La panameña Jennisín Rosanía demostró una vez más su jerarquía al conquistar un nuevo título en el Campeonato Panamericano de Jiu-Jitsu, consolidando aún más una trayectoria que la posiciona como una de las grandes referentes del deporte a nivel internacional.
La atleta de la academia Elemento Jiu-Jitsu se impuso en la categoría de cinturón negro, la más exigente del circuito, reafirmando su condición de bicampeona mundial de la International Brazilian Jiu Jitsu Federation.
Este nuevo logro llega en un ciclo competitivo de alto nivel para Rosanía, quien también había conquistado previamente el Campeonato Europeo.
“Representa una infinita gratitud, en esta ocasión tenía muchos miedos ya que en este ciclo de competencia 2025-2026 ya había ganado dos grand slams; el Mundial el pasado agosto de 2025, el Campeonato Europeo en enero de 2026 y ahora venía el Panamericano. Perseverancia, pasión y enfoque fueron y han sido mis fortalezas”, dijo Rosanía.

El camino hacia el título no fue sencillo. En una categoría donde convergen atletas de gran trayectoria, la panameña tuvo que demostrar su experiencia y capacidad en cada combate.
“La diferencia de este Panamericano, como cualquier Grand Slam, es que hay muchísima preparación detrás de cada atleta y en cinturón negro, principalmente, por ser la categoría más alta, competitiva y larga, hay muchos competidores tanto nuevos como de larga trayectoria en la misma”, manifestó.
Rosanía avanzó en el torneo tras recibir un bye en la primera ronda; luego ganó su combate semifinal por sumisión ante una rival estadounidense y cerró con victoria en la final, imponiéndose por ventajas en un duelo altamente táctico.
“En este deporte, si quieres seguir competitivo, debes de tratar de continuar aprendiendo y evolucionando”, expresó.

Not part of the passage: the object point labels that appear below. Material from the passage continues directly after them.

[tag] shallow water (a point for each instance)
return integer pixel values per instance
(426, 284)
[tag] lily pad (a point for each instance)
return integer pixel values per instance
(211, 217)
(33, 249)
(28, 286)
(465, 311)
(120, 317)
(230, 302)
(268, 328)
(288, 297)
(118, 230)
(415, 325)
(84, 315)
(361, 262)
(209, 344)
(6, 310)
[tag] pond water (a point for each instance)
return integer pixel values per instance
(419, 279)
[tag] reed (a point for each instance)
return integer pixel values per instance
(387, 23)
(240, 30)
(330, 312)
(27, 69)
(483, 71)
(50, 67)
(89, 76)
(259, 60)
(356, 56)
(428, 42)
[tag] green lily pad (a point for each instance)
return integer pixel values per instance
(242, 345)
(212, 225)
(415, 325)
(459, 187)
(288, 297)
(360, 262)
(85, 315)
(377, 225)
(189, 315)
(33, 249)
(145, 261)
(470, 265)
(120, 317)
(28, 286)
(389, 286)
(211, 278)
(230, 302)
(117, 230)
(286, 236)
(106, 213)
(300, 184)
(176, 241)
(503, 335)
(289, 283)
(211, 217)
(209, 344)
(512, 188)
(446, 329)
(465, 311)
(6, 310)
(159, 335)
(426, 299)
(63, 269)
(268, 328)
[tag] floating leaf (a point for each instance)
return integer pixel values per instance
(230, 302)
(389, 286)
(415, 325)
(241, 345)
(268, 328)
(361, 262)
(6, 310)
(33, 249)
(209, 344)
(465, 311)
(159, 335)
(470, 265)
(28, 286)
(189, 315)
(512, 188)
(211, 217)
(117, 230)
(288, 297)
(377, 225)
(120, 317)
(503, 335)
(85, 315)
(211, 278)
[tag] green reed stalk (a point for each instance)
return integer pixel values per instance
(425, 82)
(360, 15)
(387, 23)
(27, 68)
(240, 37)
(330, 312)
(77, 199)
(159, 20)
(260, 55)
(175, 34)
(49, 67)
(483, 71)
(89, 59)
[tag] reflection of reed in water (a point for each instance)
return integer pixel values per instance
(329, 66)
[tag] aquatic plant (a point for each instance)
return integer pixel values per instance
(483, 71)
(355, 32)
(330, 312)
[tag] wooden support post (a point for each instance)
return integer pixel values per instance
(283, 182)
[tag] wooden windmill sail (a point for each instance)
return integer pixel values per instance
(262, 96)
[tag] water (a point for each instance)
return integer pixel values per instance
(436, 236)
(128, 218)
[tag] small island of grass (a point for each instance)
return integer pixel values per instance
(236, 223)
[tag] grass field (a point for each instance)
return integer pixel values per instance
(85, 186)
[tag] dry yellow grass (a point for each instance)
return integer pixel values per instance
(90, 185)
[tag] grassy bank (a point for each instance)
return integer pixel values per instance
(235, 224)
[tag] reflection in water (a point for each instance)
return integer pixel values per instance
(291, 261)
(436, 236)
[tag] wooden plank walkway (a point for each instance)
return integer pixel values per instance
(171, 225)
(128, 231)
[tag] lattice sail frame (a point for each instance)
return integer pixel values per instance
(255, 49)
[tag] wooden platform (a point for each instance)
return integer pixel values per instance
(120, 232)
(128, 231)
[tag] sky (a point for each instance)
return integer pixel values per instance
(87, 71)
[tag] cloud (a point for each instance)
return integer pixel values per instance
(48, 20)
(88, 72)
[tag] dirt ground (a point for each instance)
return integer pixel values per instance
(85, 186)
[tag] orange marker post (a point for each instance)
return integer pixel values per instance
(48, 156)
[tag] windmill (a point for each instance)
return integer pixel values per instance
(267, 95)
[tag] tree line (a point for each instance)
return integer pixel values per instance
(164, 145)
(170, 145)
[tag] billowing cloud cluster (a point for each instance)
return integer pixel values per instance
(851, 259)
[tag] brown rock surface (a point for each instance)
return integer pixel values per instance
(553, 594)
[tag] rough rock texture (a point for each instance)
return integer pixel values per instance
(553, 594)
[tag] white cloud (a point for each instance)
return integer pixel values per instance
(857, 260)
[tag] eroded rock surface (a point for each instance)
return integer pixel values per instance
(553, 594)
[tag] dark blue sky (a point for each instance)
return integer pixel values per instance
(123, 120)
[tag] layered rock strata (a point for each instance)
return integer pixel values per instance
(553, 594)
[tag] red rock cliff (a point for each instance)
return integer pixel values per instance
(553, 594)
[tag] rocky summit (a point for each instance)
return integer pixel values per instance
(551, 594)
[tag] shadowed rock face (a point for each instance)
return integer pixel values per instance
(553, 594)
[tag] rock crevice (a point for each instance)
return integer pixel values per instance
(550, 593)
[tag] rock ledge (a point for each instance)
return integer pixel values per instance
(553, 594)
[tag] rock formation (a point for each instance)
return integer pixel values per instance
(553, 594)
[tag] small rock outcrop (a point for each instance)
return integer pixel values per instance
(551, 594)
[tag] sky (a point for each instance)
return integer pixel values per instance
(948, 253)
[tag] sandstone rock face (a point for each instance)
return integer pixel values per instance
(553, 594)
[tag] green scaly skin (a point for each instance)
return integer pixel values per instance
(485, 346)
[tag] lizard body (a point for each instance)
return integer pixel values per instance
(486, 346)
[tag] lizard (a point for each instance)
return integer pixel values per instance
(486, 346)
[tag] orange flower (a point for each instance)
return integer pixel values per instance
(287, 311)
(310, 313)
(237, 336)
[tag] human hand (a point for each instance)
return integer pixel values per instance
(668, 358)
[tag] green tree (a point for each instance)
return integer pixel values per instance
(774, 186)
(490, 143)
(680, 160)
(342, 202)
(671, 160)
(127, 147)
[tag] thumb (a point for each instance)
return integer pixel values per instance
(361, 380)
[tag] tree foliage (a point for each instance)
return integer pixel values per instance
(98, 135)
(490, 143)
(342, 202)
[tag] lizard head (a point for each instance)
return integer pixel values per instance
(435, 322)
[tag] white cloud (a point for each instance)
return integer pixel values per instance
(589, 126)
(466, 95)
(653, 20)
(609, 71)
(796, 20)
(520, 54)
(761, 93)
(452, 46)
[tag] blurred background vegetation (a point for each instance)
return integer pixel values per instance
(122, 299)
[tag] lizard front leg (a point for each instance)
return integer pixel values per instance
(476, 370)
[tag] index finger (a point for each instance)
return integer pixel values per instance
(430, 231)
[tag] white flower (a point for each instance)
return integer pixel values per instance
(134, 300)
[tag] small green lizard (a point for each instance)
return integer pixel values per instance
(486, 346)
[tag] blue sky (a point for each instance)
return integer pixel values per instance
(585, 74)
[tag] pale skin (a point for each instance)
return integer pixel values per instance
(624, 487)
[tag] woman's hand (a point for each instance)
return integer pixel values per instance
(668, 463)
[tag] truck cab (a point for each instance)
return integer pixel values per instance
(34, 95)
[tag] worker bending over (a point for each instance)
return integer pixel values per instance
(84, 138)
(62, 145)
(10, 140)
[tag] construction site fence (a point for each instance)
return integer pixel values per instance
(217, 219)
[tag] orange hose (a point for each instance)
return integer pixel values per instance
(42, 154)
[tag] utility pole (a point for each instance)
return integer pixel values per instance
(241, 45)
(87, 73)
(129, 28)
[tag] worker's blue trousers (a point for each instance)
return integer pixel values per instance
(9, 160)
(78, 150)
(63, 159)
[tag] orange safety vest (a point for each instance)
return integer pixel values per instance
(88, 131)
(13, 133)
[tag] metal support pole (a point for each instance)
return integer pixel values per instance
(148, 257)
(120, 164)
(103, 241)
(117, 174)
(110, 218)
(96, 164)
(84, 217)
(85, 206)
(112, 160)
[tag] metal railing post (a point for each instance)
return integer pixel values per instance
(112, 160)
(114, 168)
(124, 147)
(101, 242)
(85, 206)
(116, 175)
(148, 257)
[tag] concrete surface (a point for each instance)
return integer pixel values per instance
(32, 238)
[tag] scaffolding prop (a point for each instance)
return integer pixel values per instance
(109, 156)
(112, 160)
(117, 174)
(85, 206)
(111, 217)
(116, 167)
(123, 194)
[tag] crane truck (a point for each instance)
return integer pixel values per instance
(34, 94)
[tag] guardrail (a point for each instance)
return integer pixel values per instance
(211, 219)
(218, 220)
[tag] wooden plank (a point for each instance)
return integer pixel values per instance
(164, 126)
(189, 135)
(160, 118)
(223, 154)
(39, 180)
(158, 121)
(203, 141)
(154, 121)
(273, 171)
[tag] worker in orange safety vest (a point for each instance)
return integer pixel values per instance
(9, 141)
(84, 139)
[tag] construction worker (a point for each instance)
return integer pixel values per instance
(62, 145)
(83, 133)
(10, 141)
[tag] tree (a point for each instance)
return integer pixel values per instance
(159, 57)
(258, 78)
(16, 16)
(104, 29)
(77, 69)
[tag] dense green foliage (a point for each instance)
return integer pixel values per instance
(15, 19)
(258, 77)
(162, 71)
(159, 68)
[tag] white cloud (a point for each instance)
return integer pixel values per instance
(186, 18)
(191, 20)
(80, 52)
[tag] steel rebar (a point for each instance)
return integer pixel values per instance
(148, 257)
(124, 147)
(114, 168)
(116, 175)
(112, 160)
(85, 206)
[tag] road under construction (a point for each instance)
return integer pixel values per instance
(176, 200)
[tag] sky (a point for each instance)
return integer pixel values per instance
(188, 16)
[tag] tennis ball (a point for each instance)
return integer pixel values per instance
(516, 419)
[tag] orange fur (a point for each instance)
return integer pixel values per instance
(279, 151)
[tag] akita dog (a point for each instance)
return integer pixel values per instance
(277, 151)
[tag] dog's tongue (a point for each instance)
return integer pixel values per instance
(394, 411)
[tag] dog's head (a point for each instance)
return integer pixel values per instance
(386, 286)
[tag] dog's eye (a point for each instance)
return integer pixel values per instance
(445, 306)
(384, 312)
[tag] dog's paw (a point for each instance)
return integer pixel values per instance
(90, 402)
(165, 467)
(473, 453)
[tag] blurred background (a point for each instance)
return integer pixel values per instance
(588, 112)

Uno de los mayores retos en esta competencia para Rosanía fue el aspecto mental, donde tuvo que lidiar con la presión de haber ganado previamente los otros grandes torneos del circuito.
“Pienso que la parte mental en este torneo fue lo que más tuve que trabajar, más que todo como ya había ganado los otros dos grand slams”, mencionó Rosanía.
“En esta ocasión tuve un pequeño susto por retención de líquidos el día anterior, que claro no ayuda mentalmente”, añadió.
Su historia, sin embargo, va más allá de las medallas. La panameña representa un ejemplo de disciplina y determinación, al equilibrar su carrera deportiva con su vida personal y profesional.
“Es muy difícil mantenerse sin ser perseverantes, tener enfoque y pasión por lo que hacemos, más que todo por lesiones, ser mamá, trabajar y una vida cotidiana normal”, expresó Rosanía.

“Voy día por día. Siempre me motiva seguir logrando medallas para mi familia, equipo y país y seguir dejando legado y que sí se puede”, finalizó.